Se veía una nueva tierra. Un lugar que está un día adelante del sol, pero a un
millón de años luz de la vida.
¿Japón?
Pokemon y Dragon Ball. Sushi y sumo. El tren bala y el Monte Fuji. El anime y
el hentai. Qué más iba a saber. Nadie me dijo que tenían tres alfabetos, uno
más complicado que el otro. Qué iba a saber que los desadaptados se paran en
los 7 Eleven por dos horas a leer manga. Jamás sabría que se inventaron unos
triangulitos de arroz llamados onigiris que consisten en el cielo envuelto en
una alga. Nunca, pero nunca, imaginé que existía un lugar en el universo en el
que te agradecen y te hacen una venia cuando sales del estadio tras haber
gritado, puteado e insultado.
El
distanciamiento genera una percepción de entrevisto de la historia. De cómo decisiones
anteriormente tomadas conllevan a unos a triunfar y a otros a verse sumidos en
un mundo no tan triunfante.
Difícil
coexistir en un país que está a la par del avance y de lo que en el tercer mundo
se conoce como la “civilización”, pero a la vez mantiene una lucha permanente
por subsistir a costa de sus raíces y sus tradiciones que mantuvo celosamente
bajo llave durante doscientos años.
Basta
con una hora en el aeropuerto para darse cuenta por qué la histeria hacia la
conservación de ciertos aspectos que terminan siendo únicamente ligeros
detalles. Pues, son estos detalles los que hacen que una insignificante isla sea
la tercera economía del mundo, tenga la mayor esperanza de vida y haya
reconstruido una vía 5 (cinco) días después de que el peor terremoto de su
historia la hubiera devorado.
Basta
con una hora para que desde ya el país te empiece a cautivar.

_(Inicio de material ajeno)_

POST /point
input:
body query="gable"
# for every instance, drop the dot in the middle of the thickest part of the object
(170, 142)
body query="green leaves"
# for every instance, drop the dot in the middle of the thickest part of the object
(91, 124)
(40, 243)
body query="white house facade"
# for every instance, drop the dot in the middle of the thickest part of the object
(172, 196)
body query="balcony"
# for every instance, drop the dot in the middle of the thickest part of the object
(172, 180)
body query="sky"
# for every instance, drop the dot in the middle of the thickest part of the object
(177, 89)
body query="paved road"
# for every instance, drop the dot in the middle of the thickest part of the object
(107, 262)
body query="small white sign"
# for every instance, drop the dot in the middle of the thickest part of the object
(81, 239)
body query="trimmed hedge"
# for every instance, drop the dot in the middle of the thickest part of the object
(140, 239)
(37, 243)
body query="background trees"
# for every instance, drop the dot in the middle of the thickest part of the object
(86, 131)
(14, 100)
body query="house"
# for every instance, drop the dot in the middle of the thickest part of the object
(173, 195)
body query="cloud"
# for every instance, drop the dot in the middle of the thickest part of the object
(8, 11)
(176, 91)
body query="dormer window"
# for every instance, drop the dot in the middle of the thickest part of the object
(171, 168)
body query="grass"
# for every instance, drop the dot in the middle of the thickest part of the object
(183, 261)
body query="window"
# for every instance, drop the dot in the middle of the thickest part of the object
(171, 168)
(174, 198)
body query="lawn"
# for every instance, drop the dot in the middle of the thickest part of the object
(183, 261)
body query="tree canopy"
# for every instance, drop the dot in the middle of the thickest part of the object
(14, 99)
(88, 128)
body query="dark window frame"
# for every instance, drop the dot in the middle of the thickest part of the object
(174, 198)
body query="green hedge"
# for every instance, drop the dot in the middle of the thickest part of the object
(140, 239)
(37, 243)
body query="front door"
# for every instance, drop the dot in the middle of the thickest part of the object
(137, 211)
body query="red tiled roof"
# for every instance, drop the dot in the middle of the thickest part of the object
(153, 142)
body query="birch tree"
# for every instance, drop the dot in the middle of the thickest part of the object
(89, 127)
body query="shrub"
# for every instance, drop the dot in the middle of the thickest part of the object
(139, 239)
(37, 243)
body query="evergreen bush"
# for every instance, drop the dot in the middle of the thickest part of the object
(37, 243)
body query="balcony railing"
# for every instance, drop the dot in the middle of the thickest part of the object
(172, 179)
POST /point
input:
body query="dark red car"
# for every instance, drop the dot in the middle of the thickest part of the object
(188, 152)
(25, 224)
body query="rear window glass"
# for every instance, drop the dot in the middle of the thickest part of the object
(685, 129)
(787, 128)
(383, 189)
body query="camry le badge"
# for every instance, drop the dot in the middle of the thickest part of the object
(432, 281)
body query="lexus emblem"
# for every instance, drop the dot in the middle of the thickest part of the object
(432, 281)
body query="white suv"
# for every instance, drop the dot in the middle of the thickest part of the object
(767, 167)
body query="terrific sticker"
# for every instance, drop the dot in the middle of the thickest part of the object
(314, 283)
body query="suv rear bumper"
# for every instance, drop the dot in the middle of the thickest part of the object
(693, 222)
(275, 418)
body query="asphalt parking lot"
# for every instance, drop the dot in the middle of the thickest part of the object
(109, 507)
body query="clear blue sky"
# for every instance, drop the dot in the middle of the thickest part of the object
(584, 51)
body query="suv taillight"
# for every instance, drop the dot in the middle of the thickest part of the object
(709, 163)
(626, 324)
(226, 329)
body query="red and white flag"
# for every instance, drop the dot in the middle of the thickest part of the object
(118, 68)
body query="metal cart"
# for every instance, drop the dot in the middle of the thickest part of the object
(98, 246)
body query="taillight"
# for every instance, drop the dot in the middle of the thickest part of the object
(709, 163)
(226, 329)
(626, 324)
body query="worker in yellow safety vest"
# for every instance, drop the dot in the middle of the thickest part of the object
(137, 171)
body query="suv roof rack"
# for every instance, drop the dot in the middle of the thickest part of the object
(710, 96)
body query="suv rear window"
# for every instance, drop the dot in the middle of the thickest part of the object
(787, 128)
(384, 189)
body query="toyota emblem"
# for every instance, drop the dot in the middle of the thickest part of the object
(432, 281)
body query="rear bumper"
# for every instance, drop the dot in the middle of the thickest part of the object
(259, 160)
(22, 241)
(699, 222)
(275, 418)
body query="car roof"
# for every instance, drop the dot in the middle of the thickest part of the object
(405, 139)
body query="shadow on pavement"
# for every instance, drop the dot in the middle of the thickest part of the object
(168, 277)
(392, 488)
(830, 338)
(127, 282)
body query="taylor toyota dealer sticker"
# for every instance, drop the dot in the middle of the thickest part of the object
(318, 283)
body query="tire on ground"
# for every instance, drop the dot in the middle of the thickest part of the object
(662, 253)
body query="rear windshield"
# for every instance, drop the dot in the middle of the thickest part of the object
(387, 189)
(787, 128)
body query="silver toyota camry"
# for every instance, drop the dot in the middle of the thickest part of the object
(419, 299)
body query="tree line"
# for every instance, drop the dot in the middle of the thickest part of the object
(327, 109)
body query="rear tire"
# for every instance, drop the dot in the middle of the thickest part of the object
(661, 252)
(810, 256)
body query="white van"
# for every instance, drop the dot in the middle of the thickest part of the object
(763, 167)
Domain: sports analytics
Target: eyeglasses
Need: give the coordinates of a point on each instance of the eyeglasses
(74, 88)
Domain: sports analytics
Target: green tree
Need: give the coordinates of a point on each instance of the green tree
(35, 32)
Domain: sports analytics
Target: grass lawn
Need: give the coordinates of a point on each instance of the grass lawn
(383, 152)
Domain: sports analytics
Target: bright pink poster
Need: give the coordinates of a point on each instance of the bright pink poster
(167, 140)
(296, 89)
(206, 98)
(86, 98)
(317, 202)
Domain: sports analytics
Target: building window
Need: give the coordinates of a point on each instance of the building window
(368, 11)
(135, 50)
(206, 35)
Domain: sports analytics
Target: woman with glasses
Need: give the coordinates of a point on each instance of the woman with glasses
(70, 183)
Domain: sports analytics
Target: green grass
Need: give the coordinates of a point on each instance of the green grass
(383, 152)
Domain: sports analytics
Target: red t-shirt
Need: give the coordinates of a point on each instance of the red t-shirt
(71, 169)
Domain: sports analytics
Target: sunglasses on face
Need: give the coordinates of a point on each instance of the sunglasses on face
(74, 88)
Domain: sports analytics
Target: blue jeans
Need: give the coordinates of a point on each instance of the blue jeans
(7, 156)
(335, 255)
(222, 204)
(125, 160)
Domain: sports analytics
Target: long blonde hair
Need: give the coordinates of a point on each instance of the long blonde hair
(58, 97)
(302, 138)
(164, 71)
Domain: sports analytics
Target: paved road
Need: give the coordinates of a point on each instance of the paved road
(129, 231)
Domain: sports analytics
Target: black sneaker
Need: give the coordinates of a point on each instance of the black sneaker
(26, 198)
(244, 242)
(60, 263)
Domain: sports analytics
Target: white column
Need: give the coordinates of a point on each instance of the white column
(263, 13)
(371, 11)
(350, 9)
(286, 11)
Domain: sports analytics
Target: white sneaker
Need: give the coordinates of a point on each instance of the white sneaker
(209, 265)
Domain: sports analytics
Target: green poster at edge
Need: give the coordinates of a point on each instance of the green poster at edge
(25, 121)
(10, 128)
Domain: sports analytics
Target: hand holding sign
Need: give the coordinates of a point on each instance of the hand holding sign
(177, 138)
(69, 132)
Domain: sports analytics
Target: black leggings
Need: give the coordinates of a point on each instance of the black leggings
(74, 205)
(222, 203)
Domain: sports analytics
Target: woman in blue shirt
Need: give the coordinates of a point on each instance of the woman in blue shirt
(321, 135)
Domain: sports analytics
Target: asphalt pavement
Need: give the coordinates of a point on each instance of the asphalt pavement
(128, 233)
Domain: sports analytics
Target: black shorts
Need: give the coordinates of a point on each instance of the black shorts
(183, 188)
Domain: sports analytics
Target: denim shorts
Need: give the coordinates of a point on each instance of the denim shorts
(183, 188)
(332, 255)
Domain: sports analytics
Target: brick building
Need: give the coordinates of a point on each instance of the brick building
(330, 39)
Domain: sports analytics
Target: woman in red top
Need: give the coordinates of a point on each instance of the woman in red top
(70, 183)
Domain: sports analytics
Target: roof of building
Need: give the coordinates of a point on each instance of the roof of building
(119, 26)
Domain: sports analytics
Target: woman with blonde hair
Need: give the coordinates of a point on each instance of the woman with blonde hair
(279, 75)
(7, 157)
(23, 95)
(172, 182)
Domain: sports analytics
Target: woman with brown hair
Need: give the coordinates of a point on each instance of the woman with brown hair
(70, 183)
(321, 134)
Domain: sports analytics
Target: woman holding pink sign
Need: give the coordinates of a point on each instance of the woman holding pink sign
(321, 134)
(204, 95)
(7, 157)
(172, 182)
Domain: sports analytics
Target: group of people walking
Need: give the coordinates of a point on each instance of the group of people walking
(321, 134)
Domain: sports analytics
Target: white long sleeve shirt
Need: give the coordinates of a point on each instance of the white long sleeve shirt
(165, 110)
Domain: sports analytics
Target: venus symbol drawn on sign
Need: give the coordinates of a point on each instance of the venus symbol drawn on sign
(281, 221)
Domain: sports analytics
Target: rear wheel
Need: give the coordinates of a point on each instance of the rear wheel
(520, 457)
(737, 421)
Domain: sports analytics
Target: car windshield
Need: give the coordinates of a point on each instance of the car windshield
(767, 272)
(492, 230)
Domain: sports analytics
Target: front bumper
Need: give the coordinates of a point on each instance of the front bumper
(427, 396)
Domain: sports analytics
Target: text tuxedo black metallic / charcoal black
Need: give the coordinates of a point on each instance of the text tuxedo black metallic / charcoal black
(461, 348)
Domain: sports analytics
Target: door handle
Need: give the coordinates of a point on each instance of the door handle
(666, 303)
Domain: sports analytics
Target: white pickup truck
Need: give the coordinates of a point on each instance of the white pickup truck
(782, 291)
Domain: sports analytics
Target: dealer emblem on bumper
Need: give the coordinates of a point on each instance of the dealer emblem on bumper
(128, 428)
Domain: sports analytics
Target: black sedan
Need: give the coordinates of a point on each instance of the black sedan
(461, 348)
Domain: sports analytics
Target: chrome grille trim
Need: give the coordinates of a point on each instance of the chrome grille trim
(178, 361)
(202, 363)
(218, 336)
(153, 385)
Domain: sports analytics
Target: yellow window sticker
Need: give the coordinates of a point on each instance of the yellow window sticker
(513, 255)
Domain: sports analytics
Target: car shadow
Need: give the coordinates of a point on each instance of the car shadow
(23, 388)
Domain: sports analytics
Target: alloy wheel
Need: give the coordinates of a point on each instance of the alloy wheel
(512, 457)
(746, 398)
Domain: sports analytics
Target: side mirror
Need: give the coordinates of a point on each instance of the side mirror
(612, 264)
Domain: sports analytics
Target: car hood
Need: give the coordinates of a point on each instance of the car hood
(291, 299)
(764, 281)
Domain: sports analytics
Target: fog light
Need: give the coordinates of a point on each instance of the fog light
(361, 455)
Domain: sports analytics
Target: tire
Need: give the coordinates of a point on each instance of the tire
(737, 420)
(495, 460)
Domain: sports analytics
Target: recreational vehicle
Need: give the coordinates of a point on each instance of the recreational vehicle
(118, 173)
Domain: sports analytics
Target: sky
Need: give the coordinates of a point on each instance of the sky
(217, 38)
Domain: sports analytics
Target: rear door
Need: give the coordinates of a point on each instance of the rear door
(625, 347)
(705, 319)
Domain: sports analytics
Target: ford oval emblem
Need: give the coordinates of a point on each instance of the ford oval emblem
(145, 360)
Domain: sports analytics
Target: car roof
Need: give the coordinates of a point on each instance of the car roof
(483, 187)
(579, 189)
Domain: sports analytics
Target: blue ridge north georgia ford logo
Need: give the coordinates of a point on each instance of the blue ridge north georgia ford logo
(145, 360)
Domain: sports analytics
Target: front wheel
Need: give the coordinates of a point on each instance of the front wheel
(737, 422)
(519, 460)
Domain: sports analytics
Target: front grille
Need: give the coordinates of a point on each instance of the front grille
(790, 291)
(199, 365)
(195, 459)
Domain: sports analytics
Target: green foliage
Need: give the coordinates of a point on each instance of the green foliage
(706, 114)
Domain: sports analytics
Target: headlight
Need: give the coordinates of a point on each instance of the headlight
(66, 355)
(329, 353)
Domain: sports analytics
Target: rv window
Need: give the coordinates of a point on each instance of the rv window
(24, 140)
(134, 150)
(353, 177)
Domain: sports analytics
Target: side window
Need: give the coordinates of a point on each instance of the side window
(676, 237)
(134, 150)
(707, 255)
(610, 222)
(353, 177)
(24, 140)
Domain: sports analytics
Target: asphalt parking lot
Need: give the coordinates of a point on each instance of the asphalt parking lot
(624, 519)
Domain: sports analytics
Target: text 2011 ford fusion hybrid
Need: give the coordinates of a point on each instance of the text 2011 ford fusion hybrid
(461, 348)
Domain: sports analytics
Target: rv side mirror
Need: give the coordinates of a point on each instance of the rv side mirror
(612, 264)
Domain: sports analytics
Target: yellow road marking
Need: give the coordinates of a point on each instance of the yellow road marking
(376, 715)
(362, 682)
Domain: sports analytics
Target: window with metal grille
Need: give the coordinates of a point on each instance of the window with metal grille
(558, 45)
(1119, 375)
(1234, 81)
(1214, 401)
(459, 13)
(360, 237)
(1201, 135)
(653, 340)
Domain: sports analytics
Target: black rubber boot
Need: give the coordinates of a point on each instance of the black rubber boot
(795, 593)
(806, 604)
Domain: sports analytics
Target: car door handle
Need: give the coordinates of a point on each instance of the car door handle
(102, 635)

La invisibilidad
del afecto golpea con mayor impacto y su efecto, con tanto descontrol, deja una
dubitación sobre si nuestra existencia y nuestra ubicación es real, es añorada
o es mentira.
En
la tierra de los samuráis, sabios honorables con la lealtad como su arma más
preciada, el cielo tiene un azul más penetrante. El viento tiene un olor que es
frío, pero que agrada cada vez que se abre la ventana. La naturaleza produce
una sensación húmeda pero, a la vez, un aspecto ardiente.
Fueron
estos mismos samuráis quienes, al abrirse al mundo, cometieron el mayor acierto
desde que crearon el nikuman (dumpling tipo japonés) y el mayor error desde que
lo limitaron sólo a los tiempos del invierno.
Pero
bueno, ya está, la cagaron. Le dijeron hola qué tal al capitalismo y al Súper
Bowl y estos les tendieron un codo recubierto de uranio. Qué se puede hacer.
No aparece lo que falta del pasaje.